Zaproszone referaty plenarne XXI Krajowej Konferencji Automatyki 2023

 

Energy-efficient wireless sensor networks: models, algorithms, applications

Ewa Niewiadomska-Szynkiewicz Institute of Control and Computation Engineering Warsaw University of Technology   Download the presentation

 

Progress in hardware and networking technologies enables the large-scale deployment of collaborating smart devices and the creation of modern data acquisition systems. Recently, tremendous interest can be seen in the design and development of wireless sensor networks (WSNs), i.e., self-configuring networks built from numerous embedded devices equipped with a Central Processing Unit (CPU), radio transceiver and sensing modules. Such systems that utilize ad hoc networking – a new paradigm of communication where all wireless devices exchange data and communicate with each other in a collaborative way to achieve a common goal can significantly enhance the capability to sense and control physical environments. The potential applications contain comprehensive surrounding monitoring, unmanned space exploration, disaster management, object tracking, surveillance systems, etc. Rising demand for capabilities of sensing systems, lack of fixed network infrastructure, and limited energy and computation resources of their components provoke a broad spectrum of hardware and software engineering challenges involving high quality and secure communication, optimal deployment, localization, energy-efficiency, self-operability, scalability, performance and security. To meet these needs, various methods are used and implemented, resulting in the development of novel communication protocols, data acquisition algorithms, deployment techniques, localization schemes and computation architectures.

The talk addresses sensing networks' modelling, design and development issues. A model of a mobile, energy-aware wireless sensor network is provided. Radio transmission models used in the research and design of such type of networks are presented and discussed. Due to the limited resources available in sensor networks, achieving a desired trade-off between power consumption and network performance is extremely important. Therefore, attention is focused on various energy-saving techniques and computing architectures. Considered are approaches involving network clustering, controlling both device activity and the transmitted signal's power level. The computing architectures utilizing fog and edge computing paradigms are proposed. Other issues considered are online localization of a set of devices and motion patterns calculation to form a cooperative and coherent network. We survey a spectrum of solutions, including the results of our research and discuss their advantages and disadvantages based on experiments conducted in simulators and testbed networks. The talk concludes with a presentation of a self-organizing and collaborative network that enables continuous sensing of clouds created by heavy hazardous toxic substances and automatically adopts its behaviour to changes in the environment to achieve a goal.

Ewa Niewiadomska-Szynkiewicz, PhD, DSc is a professor of technical sciences. She took a PhD and DSc degrees in automatic control and robotics, both from the Warsaw University of Technology (WUT). In 2017 she received a professor's nomination from the President of Poland. Since 1988 with the Faculty of Electronics and Information Technology (WUT), currently a full professor and head of the Complex Systems Group (WUT).
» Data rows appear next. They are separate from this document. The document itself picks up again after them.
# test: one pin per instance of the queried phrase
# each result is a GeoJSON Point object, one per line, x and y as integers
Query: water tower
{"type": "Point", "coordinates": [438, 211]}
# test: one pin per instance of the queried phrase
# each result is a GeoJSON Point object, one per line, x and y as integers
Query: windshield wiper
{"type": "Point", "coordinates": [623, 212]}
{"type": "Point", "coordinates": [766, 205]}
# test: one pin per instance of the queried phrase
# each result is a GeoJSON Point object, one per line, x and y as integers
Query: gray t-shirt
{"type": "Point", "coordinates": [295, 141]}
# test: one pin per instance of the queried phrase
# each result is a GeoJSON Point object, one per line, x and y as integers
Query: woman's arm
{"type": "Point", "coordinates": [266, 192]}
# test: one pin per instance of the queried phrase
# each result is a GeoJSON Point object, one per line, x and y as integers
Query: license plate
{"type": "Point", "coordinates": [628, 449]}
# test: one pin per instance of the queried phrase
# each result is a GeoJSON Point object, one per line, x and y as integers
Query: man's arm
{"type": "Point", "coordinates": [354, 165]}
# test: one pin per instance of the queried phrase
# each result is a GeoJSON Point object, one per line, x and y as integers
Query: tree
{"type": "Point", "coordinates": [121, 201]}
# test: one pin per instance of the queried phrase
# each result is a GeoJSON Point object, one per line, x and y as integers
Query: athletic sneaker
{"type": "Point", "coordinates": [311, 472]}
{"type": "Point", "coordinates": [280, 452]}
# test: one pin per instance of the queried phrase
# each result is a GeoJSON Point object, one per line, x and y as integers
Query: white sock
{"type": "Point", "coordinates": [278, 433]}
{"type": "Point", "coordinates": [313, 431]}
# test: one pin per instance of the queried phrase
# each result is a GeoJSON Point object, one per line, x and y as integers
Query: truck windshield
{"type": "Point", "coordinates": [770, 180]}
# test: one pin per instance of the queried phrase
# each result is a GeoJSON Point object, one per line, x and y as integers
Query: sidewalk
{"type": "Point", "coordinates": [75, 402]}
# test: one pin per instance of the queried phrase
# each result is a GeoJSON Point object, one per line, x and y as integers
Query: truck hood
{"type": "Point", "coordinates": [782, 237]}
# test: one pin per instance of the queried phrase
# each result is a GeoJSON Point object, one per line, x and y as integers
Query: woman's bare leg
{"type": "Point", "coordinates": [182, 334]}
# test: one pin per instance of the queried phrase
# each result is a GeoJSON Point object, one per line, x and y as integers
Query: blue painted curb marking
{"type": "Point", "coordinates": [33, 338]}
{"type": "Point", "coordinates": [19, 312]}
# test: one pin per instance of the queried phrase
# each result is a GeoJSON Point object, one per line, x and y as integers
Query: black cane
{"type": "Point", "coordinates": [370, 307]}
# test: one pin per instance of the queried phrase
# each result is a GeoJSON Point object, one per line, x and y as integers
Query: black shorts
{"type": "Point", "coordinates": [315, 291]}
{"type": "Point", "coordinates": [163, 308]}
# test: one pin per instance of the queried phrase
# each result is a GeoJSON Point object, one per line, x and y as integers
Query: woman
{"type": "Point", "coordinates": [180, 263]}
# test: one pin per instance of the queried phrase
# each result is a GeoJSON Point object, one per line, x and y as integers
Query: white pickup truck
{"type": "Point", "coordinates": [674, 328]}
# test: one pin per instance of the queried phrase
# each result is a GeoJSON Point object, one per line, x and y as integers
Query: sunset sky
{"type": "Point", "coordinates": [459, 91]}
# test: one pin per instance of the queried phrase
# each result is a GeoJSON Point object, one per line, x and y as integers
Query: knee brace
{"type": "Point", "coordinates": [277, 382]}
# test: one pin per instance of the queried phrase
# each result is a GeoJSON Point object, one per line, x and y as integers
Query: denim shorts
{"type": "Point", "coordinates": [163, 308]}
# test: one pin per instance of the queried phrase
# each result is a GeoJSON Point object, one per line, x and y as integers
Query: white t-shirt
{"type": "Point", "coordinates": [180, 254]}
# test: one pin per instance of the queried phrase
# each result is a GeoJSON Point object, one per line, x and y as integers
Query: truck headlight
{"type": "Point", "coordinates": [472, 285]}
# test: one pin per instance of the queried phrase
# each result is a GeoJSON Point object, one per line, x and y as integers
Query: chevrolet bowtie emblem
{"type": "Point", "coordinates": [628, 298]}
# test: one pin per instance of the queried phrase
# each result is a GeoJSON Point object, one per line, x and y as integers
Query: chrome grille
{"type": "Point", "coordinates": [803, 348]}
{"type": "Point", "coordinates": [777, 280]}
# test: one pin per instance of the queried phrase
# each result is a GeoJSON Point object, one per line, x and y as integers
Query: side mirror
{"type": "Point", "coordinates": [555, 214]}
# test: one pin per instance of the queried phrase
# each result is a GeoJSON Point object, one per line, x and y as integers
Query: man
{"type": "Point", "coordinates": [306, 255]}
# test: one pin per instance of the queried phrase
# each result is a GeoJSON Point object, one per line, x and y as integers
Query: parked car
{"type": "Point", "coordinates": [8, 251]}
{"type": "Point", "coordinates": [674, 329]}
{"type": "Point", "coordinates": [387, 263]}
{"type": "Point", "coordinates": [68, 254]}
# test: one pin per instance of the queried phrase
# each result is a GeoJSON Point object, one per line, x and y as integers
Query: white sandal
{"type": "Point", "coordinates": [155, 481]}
Since 2022 expert and director's advisor at the Central Mining Institute (GIG) and vice president of the Information Sharing and Analysis Center for the Mining and Energy Sector (ISAC-GIG). In 2009 - 2022 Deputy Director - Director for Research at the National Research Institute NASK and head of the Center for Research and Technology Transfer. In 1999 – 2001 an employee of Knowledge Support Systems Group plc., UK. In 2010 -2016 an expert on the Polish Accreditation Committee. Since 2012 a member of the Committee on Automatic Control and Robotics of the Polish Academy of Sciences, currently head of the Decision Supporting Systems Section. Since 2016 a member of the Council for the Foundation of Systemic Sciences. She coordinated several the groups' activities. She participated in about 50 national and international research projects, including EU projects (5th FP, 7th FP, and Horizon 2020) and works carried out under the cooperation of research groups and commercial companies. For many years she was involved in research on complex systems modelling, control and optimization, decision support systems, computer simulation, ICT systems, cybersecurity, and high-performance computing. She is the author and co-author of 4 books and about 200 journal and conference papers. She was awarded many times for scientific work.

 

Roboty mobilne, które ratują życie. Zastosowania praktyczne i najnowsze trendy rozwojowe.

 

Piotr Szynkarczyk Sieć Badawcza Łukasiewicz – Przemysłowy Instytut Automatyki i Pomiarów PIAP

 

Since the beginning there has been a constant evolution in the development of mobile robots used in the army, police and in other similar application areas. There are also new tactics to use them. At first, these were very simple devices created as a result of the personal involvement of police pyrotechnicians, later these works were institutionalized and mobile robots became more advanced. For many later years, the shape of these designs was mainly the result of technical conditions. As a result of further - ongoing - development, mobile robots began to have functionalities increasingly resulting from the needs of users and the tactics of their use. As a result of this process, the range of robot applications has expanded significantly in recent years. This is related to both technological progress and the increase in the awareness of users who more and more clearly see the legitimacy of replacing humans with robotic systems in some tasks, and also see the benefits of cooperation between humans and robots.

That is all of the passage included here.